O mundo está cheio de pessoas
que sofreram lavagens cerebrais e fizeram coisas absurdas, como se
matar ou matar a outros. É claro que isso nunca vai acontecer com você,
que é bem educado e inteligente, não é mesmo?
Exceto que não funciona assim. Mesmo os mais espertos estão sujeitos a
apoiarem causas não tão espertas, por conta de coisas como:
5. Ideias não importam – as pessoas só se preocupam com o que “funciona”
Cientologia é um conjunto de crenças e práticas relacionadas a
autoajuda. Enquanto seus cursos incluem conselhos interessantes, a
cientologia também ensina que o governante do mal Xenu congelou bilhões
de vítimas e escondeu-as em vulcões da Terra.
Por que cargas d’água as pessoas abraçam essa e outras mitologias
aparentemente bizarras? Bom, porque tem coisas na cientologia que
funcionam. Por exemplo, eles recomendam que as pessoas se concentrem em
completar uma tarefa rapidamente e corretamente, esquecendo-se de todas
as outras coisas que também precisam fazer. Então, uma vez que essa
tarefa for concluída, as pessoas têm a confiança para avançar para a
próxima e conseguem fazer tudo que querem.
A cientologia não inventou isso – provavelmente só adaptou essa ideia
de tantas outras que existem e que funcionam há séculos. Mas aqui está a
chave: quando um cientologista (ou qualquer outra pessoa que tenha
qualquer outra crença) diz que isso funciona, é verdade. Funciona. A
mitologia adjacente já não é tão importante – se dizem que a técnica
funciona por causa de seres pequenos alienígenas que vivem dentro do seu
corpo, beleza por você. Isso não muda nada.
Nós não temos espaço no cérebro para manter o controle de como tudo
no mundo funciona – por isso, não estamos interessados em explicações
científicas complexas sobre por que aqueles conselhos dão certo. Você
pode se sentir superior a um cristão que não acredita em evolução, por
exemplo, mas em algum lugar há um engenheiro que se sente superior a
você por você não saber como funciona o seu iPhone. No fim das contas, a
realidade é que você não sabe como o seu iPhone funciona porque saber
isso não iria mudar o seu uso desse objeto no dia-a-dia. Da mesma forma,
pensar que a Terra tem apenas 6.000 anos de idade não muda muita coisa
no seu dia-a-dia, mas outros conselhos, como ter autodisciplina e
paciência, podem de fato ajudá-lo, então você aceita o pacote inteiro e
prontoacabou.
E SIM, todo mundo FAZ ISSO.
4. O outro lado é sempre pior
Você está assistindo O Senhor dos Anéis. De um lado da batalha, tem essas pessoas:
Do outro lado, tem isso:
Para quem você torce? Fácil. Se amanhã você topasse com um grupo de
caras em um beco lutando contra orcs, você iria se juntar aos caras, sem
sequer perguntar sobre a natureza da briga. Não importa – você iria
lutar ao lado dos humanos, mesmo que eles fossem neonazistas.
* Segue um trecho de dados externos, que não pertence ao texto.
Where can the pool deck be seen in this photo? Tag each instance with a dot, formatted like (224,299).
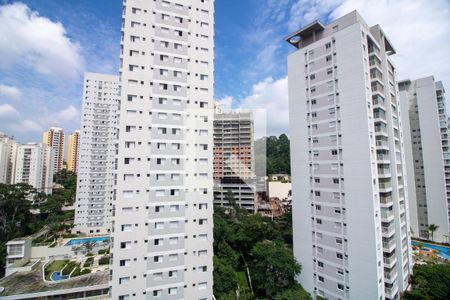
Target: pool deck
(32,282)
É isso que acontece com a maioria das pessoas que você vê lutando por
uma causa realmente terrível ao lado de pessoas terríveis: elas estão
fazendo isso porque pensam que estão lutando contra um inimigo que é
pior ainda.
As pessoas definem-se principalmente pelo que odeiam. É mais comum
ouvir alguém falando mal de Bieber do que defendendo sua banda
preferida, ou xingando um candidato político do que exaltando outro.
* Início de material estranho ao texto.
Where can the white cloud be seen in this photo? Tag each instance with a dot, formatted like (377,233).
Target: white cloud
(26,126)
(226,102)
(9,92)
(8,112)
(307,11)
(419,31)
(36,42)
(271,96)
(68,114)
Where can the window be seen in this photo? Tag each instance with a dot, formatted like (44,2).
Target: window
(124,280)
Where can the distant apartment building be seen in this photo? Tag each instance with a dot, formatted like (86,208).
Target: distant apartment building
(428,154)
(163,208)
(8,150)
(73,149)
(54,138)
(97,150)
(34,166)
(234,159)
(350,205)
A verdade é que um grupo de pessoas de fato alimenta a adesão a outro
grupo de pessoas com ideias opostas e há uma relação simbiótica
estranha entre esses dois “lados”, que é o que garante a sobrevivência
de ambos.
Esse também é o motivo pelo qual as pessoas sempre atribuem
características negativas a seus “inimigos” que não são de fato
relacionadas com quem elas discordam. Por exemplo, não é o suficiente
dizer que os antifeministas estão errados ou equivocados; temos que
dizer que eles são gordos frustrados assexuados (então a resposta desses
gordos frustrados assexuados é que feministas são mulheres irritadiças e
fracas ou homens efeminados). Os conservadores são caipiras ignorantes,
os liberais são hippies sonhadores, e assim por diante – essa é a chave
para manter o foco sempre em quão desumano o outro lado é, de modo que
nunca temos de olhar para nossos próprios umbigos.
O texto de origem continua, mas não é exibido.